If you really want to surpass the fitness requirements look into crossfit. If your university gym offers crossfit training you are set. Crossfit kicked my ass for PT on my bmq and dp1, and I thought I was in shape.


----------



## Kat Stevens (8 Sep 2009)

TRX will kick your ass, all those little stabilizer muscles will go crazy trying to keep you on an even keel.


----------



## owa (21 Sep 2009)

I agree with the user above.  Definitely stick to free-weights.

The only machine work I really use the leg press, standing leg curl machine, and the dual-pulley for pulldowns.  The pulley uses a rope/wire/cord thing so it's almost free-weight anyway.

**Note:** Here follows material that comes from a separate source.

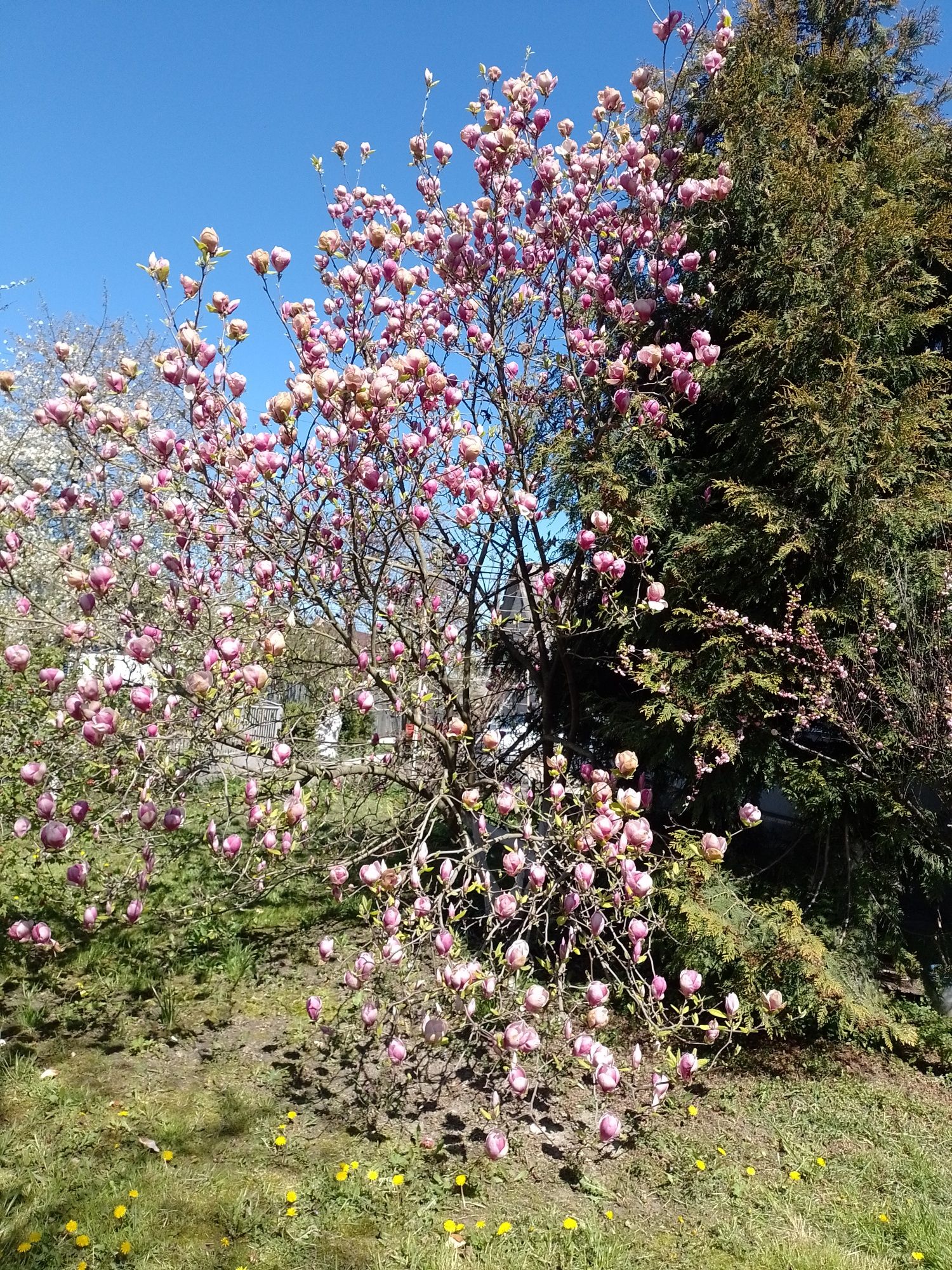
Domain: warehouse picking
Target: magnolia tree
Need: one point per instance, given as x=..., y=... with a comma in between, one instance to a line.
x=395, y=498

Free weights help for stabilizing and building supporting muscles.  Use them...  Live by them...  The only benefit to machines is that they can help supplement or build a very specific muscle.  You lose the stabilizing aspect though.

I heard an interesting piece of information...  The first workout for an area (say it's Leg day) is usually the one which offers the best gains.  So if you're working legs, go Romanian Deadlift or use the squat rack.  And always go balls to the walls.


----------



## Flasbang (21 Sep 2009)

Gym Jones is also another really good system.


----------